We have these setings in Azure,

  {
    "name": "Umbraco.Core.LocalTempStorage",
    "value": "EnvironmentTemp",
    "slotSetting": false
  },
  {
    "name": "Umbraco.Core.MainDom.Lock",
    "value": "SqlMainDomLock",
    "slotSetting": false
  },
  {
    "name": "Umbraco.Examine.LuceneDirectoryFactory",
    "value": "Examine.LuceneEngine.Directories.SyncTempEnvDirectoryFactory, Examine",
    "slotSetting": false
  }

I have restarted the Azure web app to make it work. There is only one server. We are fear that this will happen again, What can we do?

p-m-j commented 2 years ago

@iqb-dawn if it’s a small site the easiest thing that guarantees you will never get exceptions thrown relating to the nucache physical files is to just turn off the nucache physical files see example here https://our.umbraco.com/documentation/Reference/V9-Config/NuCacheSettings/#additional-settings, the only down side being for a large site it may take longer to boot.

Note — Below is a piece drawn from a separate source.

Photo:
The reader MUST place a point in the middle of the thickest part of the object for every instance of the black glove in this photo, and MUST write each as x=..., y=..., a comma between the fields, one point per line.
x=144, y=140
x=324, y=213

soreng commented 2 years ago

@p-m-j as per above

we are using Umbraco version 8.12.2

Switching of the file creation is a v9 feature AFAIK.

p-m-j commented 2 years ago

Switching off the file creation is a v9 feature AFAIK.

The same setting was around in v8, the documentation for it is hidden away on this page https://our.umbraco.com/Documentation/Fundamentals/Setup/Server-Setup/Load-Balancing/azure-web-apps-v8 (search this page for PublishedSnapshotServiceOptions)


I'm going to lock conversation here, please open a new issue if you have steps to reproduce or detailed logs.